The objects of their happiness? Dead black men and women hanging from trees, telephone poles and bridges, the victims of lynchings.
Such harrowing images are part of the short film, The 14th Amendment: All a Cryin’, which is part of an event set for Feb. 24 in Barking Legs Theatre.
The amendment says all U.S. citizens, regardless of race, religion, gender or sexual orientation, are entitled to equal protection under the law. The 18-minute film contends that, despite the amendment’s promise, those protections are not always honored when it comes to African Americans. To make its point, along with the lynching photos in the film it includes video snippets showing violent takedowns and shootings of blacks during arrests in recent years.
“I spent pretty much two whole days finding the material and having this growing feeling of dread in my stomach as I watched all of it,” said UTC videographer Jacob Cagle, who put the film together. “It was so profoundly horrific. You feel absolutely lost and helpless after spending hours watching and rewatching the footage, just trying to find some reason in all the chaos.”
Executive Producer Nicole Brown, academic advisor and adjunct faculty member in the Department of Communication, says the film isn’t pointing fingers.
“We’re not bashing anyone. We’re just telling the truth of the history,” she says.
The upcoming presentation of the film at Barking Legs is not just a journey of visual horror.

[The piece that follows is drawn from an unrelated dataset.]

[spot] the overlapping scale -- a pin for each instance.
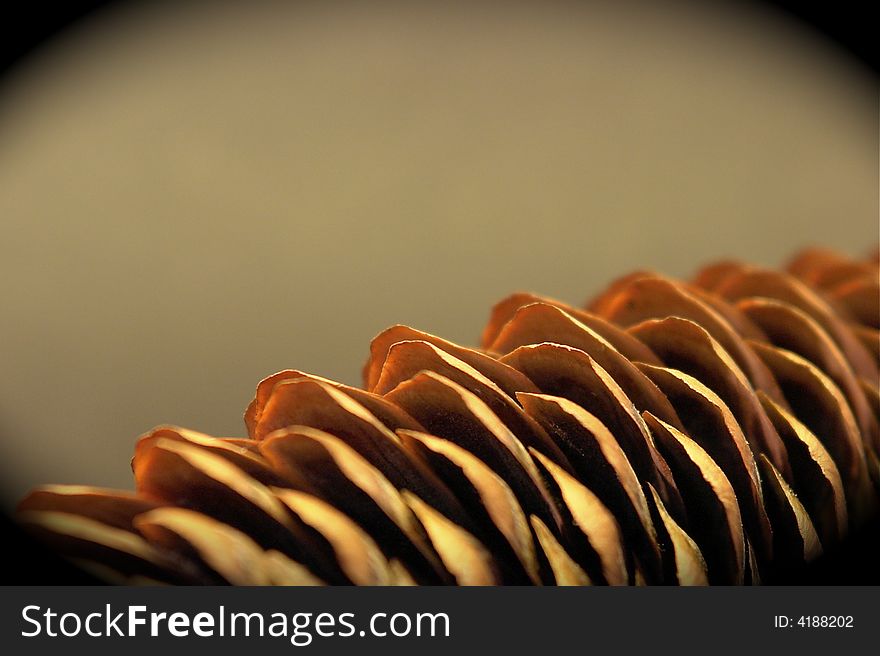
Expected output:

Opening the program are the Singing Mocs, a new a cappella group at UTC who will add its voices to a recitation of the Langston Hughes poem, “Let America be America Again.”

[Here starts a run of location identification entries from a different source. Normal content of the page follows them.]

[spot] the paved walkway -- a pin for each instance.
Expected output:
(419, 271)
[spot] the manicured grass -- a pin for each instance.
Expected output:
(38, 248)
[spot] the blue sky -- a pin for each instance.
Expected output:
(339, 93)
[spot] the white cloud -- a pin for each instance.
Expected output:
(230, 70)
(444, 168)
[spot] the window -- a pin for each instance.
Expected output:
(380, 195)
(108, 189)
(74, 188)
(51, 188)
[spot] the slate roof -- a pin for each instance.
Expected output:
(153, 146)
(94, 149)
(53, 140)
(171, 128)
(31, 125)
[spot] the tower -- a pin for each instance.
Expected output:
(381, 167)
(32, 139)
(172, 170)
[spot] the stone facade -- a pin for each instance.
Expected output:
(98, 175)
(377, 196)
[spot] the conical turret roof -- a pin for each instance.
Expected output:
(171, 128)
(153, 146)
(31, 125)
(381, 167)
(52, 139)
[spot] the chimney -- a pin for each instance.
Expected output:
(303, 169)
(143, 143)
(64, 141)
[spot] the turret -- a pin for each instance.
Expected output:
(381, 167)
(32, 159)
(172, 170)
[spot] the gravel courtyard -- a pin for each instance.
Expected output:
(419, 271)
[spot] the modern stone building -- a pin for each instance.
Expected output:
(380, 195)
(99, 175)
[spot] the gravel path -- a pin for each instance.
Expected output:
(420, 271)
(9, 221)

The film also features a spoken-word performance by Barking Legs’ Marcus Ellsworth as well a string quartet performing a musical piece written by Jonathan McNair, UC Foundation professor in the UTC Department of Music. The piece also is titled The 14th Amendment: All a Cryin’ and is based on an old spiritual, “Listen to the Lambs All a-Cryin’.”
“Around 2015, I started following a newsfeed that was posting videos of African Americans being brutalized by police at routine traffic stops. And that was really painful, and made me really troubled and angry. And I decided that I had to do something,” McNair says.
“As I thought about the subject matter, the refrain of the spiritual called ‘Listen to the Lambs All a-Crying,’ it began to occur to me. Who are the lambs all a-crying? The people who are being brutalized and killed. Their families who have lost their loved one. Maybe they had children, maybe they had siblings. They certainly had parents. They had friends in the community.”
In the musical piece, each instrument and the music it plays corresponds to one of those affected people:
- Viola: Friend Who Lost Someone
- Cello: Preacher/Father Who Lost a Child
- Violin: Grieving Family Member
- First Violin: Mother Who Lost a Child
- All Together: Community Conversations/Reactions Speaking in One Voice
The 14th Amendment: All a Cryin’ has been performed twice before, once in February 2019 at the UTC Multicultural Center and again in August 2019 at the Bessie Smith Cultural Center. In its debut, McNair’s music was performed by the Marian Anderson String Quartet, an ensemble of four African-American musicians who have performed at presidential inaugural ceremonies and in concert and music festivals across the country. The ensemble conducted a residency at UTC in 2014.
At the end of the film’s debut, the audience was stunned, Brown says, “People could not say anything, not a word. There was silence for 15 minutes.”
Some also have seen the film twice and Brown says their comments echo a central emotion.
“It hits you in the jugular every time.”